鼓童の舞台。(写真提供:鼓童)

 人材不足、若手不足に直面する地方にとって、直近のテーマとなっているのが「人材づくり」だ。最近では、地域おこし協力隊などの政策によって、別の地域からの移住・定住促進が行われている。それがうまくいけば、移り住んできた人たちはその地域の人材として未来を担っていけるだろう。

 このような施策でポイントとなるのが、若者を移住・定住させるほどの“魅力”を地域が差し出せるかどうかだ。インフラが行き渡り、地域の差が生まれにくい成熟した時代だからこそ、「この地域にしかない」と思える魅力、オーセンティシティ(真正性)をともなった“本物”を感じさせる魅力を差し出さなければ、移り住みたいという欲求を引き起こすことはできない。

 なかなかハードルの高い問題だが、実は新潟県の佐渡島では、モデルケースとなる事例が起きている。
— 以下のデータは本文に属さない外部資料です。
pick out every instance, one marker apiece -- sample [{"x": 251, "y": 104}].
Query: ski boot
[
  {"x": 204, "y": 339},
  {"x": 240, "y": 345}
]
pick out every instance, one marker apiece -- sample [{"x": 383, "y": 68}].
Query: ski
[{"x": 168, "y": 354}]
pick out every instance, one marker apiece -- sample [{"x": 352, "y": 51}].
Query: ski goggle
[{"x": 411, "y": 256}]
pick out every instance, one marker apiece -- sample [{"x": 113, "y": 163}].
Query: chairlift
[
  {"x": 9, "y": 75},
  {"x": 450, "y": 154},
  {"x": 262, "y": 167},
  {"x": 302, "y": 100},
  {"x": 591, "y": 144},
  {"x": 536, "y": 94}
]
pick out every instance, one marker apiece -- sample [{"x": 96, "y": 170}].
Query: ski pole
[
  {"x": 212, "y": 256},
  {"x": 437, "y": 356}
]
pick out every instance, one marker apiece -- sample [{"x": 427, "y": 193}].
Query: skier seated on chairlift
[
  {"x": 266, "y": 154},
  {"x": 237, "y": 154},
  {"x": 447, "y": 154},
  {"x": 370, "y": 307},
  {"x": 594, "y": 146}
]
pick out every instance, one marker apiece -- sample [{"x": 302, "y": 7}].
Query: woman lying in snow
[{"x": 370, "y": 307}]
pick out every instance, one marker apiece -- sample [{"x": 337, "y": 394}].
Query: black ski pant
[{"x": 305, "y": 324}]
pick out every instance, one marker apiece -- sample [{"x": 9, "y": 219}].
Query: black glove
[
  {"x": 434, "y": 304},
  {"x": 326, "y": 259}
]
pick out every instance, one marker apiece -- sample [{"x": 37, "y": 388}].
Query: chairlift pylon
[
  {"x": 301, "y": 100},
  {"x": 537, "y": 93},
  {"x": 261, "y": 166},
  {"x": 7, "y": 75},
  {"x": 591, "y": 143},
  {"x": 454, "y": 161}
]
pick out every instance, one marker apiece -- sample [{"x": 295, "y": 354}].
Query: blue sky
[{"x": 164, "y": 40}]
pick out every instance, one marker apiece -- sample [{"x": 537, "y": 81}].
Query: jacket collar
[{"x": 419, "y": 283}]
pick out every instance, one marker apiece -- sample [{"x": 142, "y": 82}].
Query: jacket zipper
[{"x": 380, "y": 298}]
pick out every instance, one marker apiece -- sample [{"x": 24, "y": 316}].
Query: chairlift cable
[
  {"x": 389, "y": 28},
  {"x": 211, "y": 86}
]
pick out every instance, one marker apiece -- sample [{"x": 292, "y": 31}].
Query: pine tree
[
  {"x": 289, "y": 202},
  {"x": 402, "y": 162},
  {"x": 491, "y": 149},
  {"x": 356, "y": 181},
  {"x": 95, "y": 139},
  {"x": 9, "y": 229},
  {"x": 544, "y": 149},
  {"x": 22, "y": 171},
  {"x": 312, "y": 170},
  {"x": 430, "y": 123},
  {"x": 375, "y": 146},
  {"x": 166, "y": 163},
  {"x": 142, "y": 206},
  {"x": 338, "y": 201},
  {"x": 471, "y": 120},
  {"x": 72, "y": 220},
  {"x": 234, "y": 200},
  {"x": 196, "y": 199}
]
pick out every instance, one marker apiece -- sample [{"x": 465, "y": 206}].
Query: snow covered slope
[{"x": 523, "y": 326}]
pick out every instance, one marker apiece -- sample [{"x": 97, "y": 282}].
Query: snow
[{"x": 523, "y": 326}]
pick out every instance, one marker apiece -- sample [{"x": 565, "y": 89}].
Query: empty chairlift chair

太鼓芸能集団「鼓童」による活動だ。

 一体それはどんなものなのか。地域経済の専門家である國學院大學経済学部の山本健太准教授に話を聞いた。

國學院大學経済学部准教授の山本健太氏。博士(理学)。東北大学大学院理学研究科博士課程修了。九州国際大学特任助教、同助教、同准教授を経て現職。地理学の視点から日本の経済・地域経済の振興を研究する。「ひたすら歩き、話を聞くことで地域の経済が見えてくる」を信条に、フィールドワークを中心とした実証主義に基づく研究を続ける気鋭の地域経済専門家。

佐渡島に残る伝統が、“太鼓集団”を生み出した

──地域の資源をもとに人材を生み出す事例として、「鼓童」の活動を取り上げていきます。鼓童は、佐渡島を拠点に1981年より活動する国際的な太鼓芸能集団ですね。そもそも、なぜ佐渡島なのでしょうか。